Nach 14 Jahren in Indien, 24 Fernsehserien und Filmen in drei indischen Sprachen erfährt Bernert nun all diese Anerkennung, weil sie ihre bislang meistbeachtete Rolle in dem Film "The Accidental Prime Minister" gespielt hat, der im Januar in die Kinos kam. Es geht darin um die Regierung des von 2004 bis 2014 amtierenden indischen Premierministers Manmohan Singh.

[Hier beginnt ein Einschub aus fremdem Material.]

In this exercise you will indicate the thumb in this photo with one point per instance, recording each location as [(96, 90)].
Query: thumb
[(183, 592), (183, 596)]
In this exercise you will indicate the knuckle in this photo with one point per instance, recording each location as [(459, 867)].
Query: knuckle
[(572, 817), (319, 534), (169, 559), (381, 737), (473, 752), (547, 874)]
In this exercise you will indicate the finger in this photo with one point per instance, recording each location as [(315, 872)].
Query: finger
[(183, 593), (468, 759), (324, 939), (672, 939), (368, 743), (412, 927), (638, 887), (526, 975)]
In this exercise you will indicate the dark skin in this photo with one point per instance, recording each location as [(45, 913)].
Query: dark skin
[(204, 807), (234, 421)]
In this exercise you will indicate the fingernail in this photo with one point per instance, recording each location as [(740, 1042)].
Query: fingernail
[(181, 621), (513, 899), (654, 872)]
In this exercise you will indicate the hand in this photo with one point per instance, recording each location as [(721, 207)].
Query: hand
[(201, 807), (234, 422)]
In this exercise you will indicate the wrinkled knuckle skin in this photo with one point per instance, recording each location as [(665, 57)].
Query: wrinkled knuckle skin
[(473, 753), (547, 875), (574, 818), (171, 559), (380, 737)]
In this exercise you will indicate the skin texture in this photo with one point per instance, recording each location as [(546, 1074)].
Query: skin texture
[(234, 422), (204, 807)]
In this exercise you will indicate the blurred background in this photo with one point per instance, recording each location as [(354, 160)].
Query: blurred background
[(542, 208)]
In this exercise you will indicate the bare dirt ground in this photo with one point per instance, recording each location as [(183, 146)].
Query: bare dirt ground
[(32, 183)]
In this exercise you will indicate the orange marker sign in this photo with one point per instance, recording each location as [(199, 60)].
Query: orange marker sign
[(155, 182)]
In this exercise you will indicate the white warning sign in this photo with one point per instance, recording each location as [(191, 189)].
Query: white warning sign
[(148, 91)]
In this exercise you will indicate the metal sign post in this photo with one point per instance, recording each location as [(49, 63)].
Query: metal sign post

Nach dem Buch eines früheren Singh-Beraters, auf dem der Film basiert, lag die wahre Macht allerdings bei der damaligen Chefin der Kongresspartei, Sonia Gandhi - gespielt von Suzanne Bernert, mit schwarzer Perücke und Sari.
Als Hindi sprechende, ausländische Schauspielerin mit ein bisschen Ähnlichkeit zu Gandhi habe sie es schon immer für ihre Bestimmung gehalten, die aus Italien stammende Politikerin zu spielen, erzählte Bernert im Interview zum Film. Um den gab es allerdings auch viel Ärger, weil Anhängern der Kongresspartei die Darstellung ihrer Parteiikonen nicht gefällt. Da ist jetzt wieder Ruhe wieder eingekehrt, sie hofft, dass der Ruhm ihr neue Perspektiven eröffnet.
"Meine Eltern sammeln jeden Bericht von mir in deutschen Zeitungen", erzählt Bernert und die Freude über die Anerkennung aus der alten Heimat ist ihr deutlich anzumerken. Jedes Jahr besucht sie ihre Eltern im Allgäu. Bleibt mal einen Monat, mal drei hier. Sie kann von ihren Engagements mittlerweile gut leben. Ihre Familie und engen Freunde sind stolz auf sie - heute mehr denn je. Eine Rolle im deutschen Fernsehen - "das wäre noch Traum für mich", sagt Suzanne Bernert. Wer weiß, vielleicht wird ja auch dieser Traum - wie im Bollywood-Märchen - einmal wahr.